# Machine Learning - Week 1 Notes

## Introduction

"A computer program is said to learn from experience E with respect to some class of tasks T and performance measure P, if its performance at tasks in T, as measured by P, improves with experience E" - Tom Mitchell

For example, consider a weather prediction algorithm which takes from historical weather data to predict future weather:

* E = The process of the algorithm examining a large amount of historical weather data
* T = The weather prediction task
* P = The probability of it correctly predicting a future date's weather

#### Supervised Learning

*Supervised learning* is the task of finding out a potential relationship between input and output variables given a labelled dataset to learn from (i.e. make an "informed" prediction). SL problems can be broadly categorized into:

* regression - predict results within a continuous output (predicting tomorrow's average temperature in degrees Celsius; predicting the price of houses given a record of previous house prices vs house area)
* classification - predict results within a discrete output (predicting tomorrow's weather as being either Stormy, Cloudy or Rainy; predicting whether or not a house will sell for a given price and area based on a labelled training set)

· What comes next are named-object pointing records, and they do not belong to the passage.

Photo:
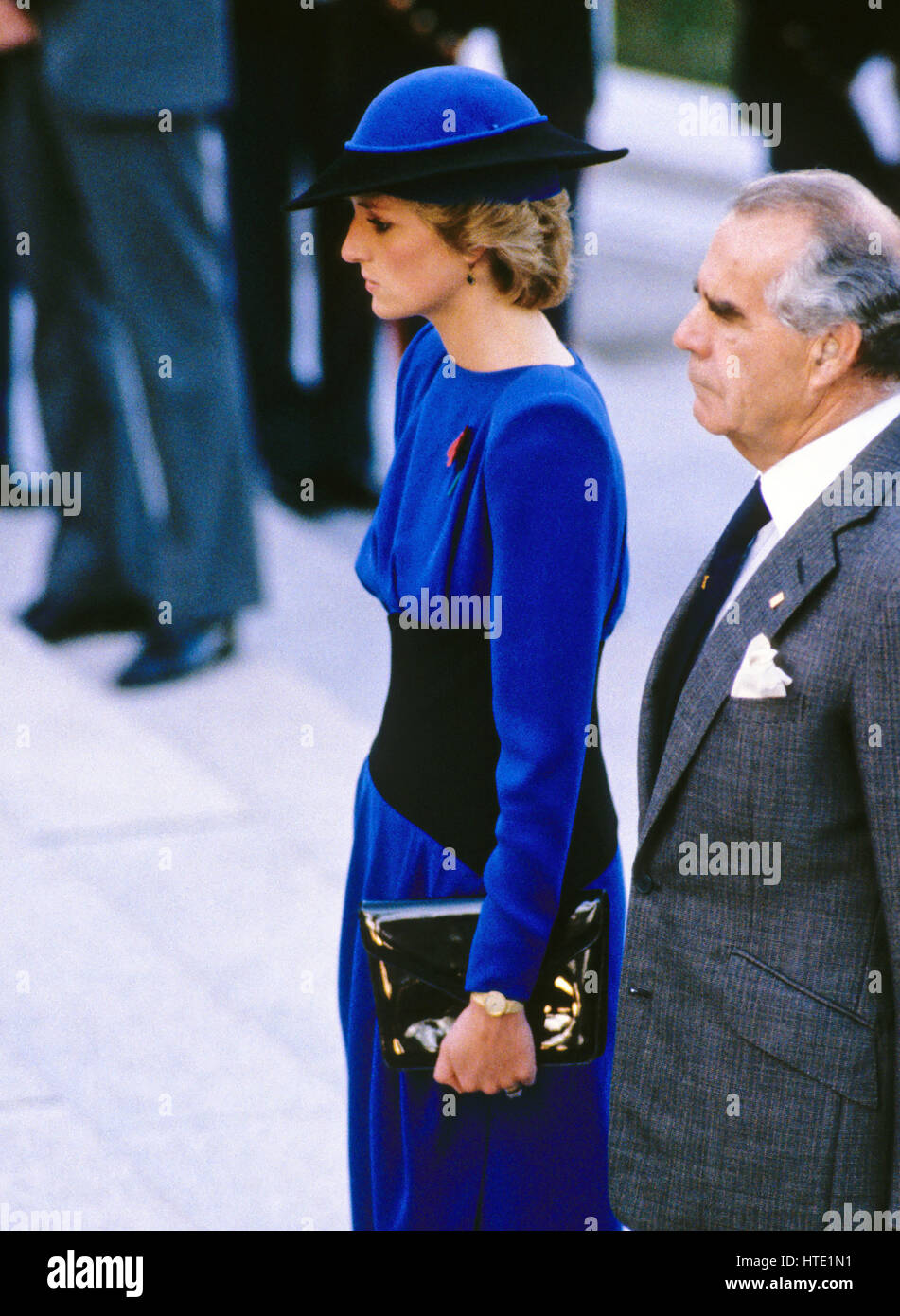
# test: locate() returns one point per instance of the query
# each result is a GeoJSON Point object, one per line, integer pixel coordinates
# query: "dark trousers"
{"type": "Point", "coordinates": [135, 355]}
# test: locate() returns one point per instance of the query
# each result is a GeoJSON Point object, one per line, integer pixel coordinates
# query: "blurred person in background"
{"type": "Point", "coordinates": [112, 168]}
{"type": "Point", "coordinates": [804, 56]}
{"type": "Point", "coordinates": [303, 80]}
{"type": "Point", "coordinates": [17, 32]}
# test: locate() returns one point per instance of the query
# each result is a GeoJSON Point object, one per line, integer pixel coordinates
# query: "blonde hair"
{"type": "Point", "coordinates": [529, 243]}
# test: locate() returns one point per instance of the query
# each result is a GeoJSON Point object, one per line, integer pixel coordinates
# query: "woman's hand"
{"type": "Point", "coordinates": [485, 1055]}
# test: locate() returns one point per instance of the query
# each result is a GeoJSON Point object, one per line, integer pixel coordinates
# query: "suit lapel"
{"type": "Point", "coordinates": [795, 567]}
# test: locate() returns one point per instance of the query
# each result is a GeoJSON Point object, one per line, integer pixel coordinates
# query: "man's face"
{"type": "Point", "coordinates": [750, 373]}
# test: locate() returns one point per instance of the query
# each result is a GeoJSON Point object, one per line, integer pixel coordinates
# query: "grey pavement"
{"type": "Point", "coordinates": [172, 860]}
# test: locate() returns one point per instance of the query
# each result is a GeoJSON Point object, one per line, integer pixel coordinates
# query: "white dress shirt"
{"type": "Point", "coordinates": [794, 483]}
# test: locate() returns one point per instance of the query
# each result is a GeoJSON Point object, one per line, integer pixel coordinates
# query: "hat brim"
{"type": "Point", "coordinates": [356, 172]}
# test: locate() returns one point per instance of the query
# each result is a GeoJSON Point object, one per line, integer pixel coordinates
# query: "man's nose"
{"type": "Point", "coordinates": [688, 336]}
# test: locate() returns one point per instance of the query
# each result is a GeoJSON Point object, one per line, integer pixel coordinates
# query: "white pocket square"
{"type": "Point", "coordinates": [758, 675]}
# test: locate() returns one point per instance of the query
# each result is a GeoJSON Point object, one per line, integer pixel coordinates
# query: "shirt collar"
{"type": "Point", "coordinates": [794, 483]}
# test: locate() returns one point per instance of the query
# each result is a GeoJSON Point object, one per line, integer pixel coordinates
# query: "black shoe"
{"type": "Point", "coordinates": [54, 623]}
{"type": "Point", "coordinates": [166, 657]}
{"type": "Point", "coordinates": [339, 489]}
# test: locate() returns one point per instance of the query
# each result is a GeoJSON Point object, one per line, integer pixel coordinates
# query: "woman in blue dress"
{"type": "Point", "coordinates": [498, 550]}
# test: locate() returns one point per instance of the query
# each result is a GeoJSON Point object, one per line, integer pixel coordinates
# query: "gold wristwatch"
{"type": "Point", "coordinates": [496, 1005]}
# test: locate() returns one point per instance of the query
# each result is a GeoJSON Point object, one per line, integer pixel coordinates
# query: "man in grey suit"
{"type": "Point", "coordinates": [117, 211]}
{"type": "Point", "coordinates": [755, 1082]}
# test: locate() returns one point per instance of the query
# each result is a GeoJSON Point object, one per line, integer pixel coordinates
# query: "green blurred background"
{"type": "Point", "coordinates": [688, 39]}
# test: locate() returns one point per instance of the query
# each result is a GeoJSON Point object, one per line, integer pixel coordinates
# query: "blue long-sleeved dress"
{"type": "Point", "coordinates": [485, 778]}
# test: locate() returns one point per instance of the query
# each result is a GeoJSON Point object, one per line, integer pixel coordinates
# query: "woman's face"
{"type": "Point", "coordinates": [408, 269]}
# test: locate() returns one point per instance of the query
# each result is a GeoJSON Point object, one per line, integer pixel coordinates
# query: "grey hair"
{"type": "Point", "coordinates": [837, 276]}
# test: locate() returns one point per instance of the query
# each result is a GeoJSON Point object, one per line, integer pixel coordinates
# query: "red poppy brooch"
{"type": "Point", "coordinates": [457, 454]}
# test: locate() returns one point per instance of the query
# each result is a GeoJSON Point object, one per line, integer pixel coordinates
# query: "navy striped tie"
{"type": "Point", "coordinates": [701, 613]}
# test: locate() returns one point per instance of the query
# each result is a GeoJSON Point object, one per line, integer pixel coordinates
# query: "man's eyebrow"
{"type": "Point", "coordinates": [724, 310]}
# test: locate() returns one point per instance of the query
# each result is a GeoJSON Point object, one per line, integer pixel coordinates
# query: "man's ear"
{"type": "Point", "coordinates": [835, 351]}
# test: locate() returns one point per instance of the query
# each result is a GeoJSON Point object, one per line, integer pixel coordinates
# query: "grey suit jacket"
{"type": "Point", "coordinates": [135, 57]}
{"type": "Point", "coordinates": [755, 1079]}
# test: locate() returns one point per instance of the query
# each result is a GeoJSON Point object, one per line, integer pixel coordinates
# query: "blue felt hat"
{"type": "Point", "coordinates": [452, 134]}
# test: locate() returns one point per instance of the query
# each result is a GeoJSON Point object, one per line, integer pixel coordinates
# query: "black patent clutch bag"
{"type": "Point", "coordinates": [417, 957]}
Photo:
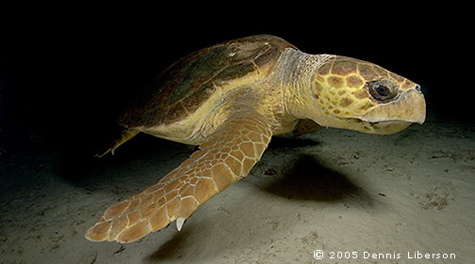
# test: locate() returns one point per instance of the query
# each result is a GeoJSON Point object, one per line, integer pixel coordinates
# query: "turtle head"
{"type": "Point", "coordinates": [362, 96]}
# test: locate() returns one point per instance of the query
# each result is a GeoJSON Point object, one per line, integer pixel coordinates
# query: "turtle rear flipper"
{"type": "Point", "coordinates": [119, 137]}
{"type": "Point", "coordinates": [228, 156]}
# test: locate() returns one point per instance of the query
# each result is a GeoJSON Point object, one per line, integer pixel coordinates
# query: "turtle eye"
{"type": "Point", "coordinates": [382, 90]}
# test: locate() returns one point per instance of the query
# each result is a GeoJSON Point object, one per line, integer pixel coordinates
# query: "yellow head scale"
{"type": "Point", "coordinates": [362, 96]}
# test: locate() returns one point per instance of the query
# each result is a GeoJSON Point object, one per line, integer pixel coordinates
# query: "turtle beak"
{"type": "Point", "coordinates": [410, 108]}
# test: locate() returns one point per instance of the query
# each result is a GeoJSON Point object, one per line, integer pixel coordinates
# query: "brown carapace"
{"type": "Point", "coordinates": [230, 99]}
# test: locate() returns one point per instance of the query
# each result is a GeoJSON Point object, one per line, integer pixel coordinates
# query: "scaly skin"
{"type": "Point", "coordinates": [226, 158]}
{"type": "Point", "coordinates": [235, 124]}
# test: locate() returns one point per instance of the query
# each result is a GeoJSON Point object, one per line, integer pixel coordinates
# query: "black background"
{"type": "Point", "coordinates": [66, 70]}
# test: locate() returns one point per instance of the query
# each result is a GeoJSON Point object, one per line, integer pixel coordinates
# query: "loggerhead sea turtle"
{"type": "Point", "coordinates": [230, 99]}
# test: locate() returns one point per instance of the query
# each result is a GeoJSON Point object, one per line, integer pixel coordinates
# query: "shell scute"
{"type": "Point", "coordinates": [182, 88]}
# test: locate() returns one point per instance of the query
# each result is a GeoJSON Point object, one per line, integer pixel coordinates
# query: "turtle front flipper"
{"type": "Point", "coordinates": [228, 156]}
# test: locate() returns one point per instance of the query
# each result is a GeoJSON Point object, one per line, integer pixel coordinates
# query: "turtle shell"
{"type": "Point", "coordinates": [183, 87]}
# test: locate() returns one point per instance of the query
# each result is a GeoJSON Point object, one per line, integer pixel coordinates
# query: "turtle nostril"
{"type": "Point", "coordinates": [418, 88]}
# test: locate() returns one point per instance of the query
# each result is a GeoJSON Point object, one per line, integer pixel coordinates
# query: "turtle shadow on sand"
{"type": "Point", "coordinates": [308, 179]}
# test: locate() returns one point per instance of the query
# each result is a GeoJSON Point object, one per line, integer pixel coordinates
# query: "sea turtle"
{"type": "Point", "coordinates": [229, 99]}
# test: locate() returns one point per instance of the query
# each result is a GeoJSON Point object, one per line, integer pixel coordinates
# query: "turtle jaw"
{"type": "Point", "coordinates": [398, 115]}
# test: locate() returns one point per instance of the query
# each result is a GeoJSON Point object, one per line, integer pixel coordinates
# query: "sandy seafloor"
{"type": "Point", "coordinates": [333, 190]}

#### Unsupervised Learning

In *unsupervised learning*, datasets do not have labelled outputs and predictions are often made by clustering data based on relationships among variables.

* clustering - given a large set of spam mails, figure out if there are different types of spam
* non-clustering - [the cocktail party problem](https://en.wikipedia.org/wiki/Cocktail_party_effect)

## Model Representation, Cost Function and Gradient Descent

| Notation | Meaning |
| --- | --- |
| $m$ | number of training examples |
| $X, Y$ | space of input and output values |
| $x^{(i)}$ | the $i$-th input variable |
| $(x^{(i)}, y^{(i)})$ | the $i$-th input-output pair ($i = 1, 2, \dots, m$) |

A supervised learning problem can be better posed as - "given a training set, learn a function $h: X \to Y$". We start small, with approximating $h$ as a linear function (linear regression), then move on to more complicated functions

#### Cost Function

For $h_{\theta}(x) = \theta_0 + \theta_1x$, we want to choose parameters $\theta_0, \theta_1$ such that $h_{\theta}(x)$ is close to $y$ for $(x,y)$. The mean squared error is a common choice for the *cost function*, though there can be other contenders as well.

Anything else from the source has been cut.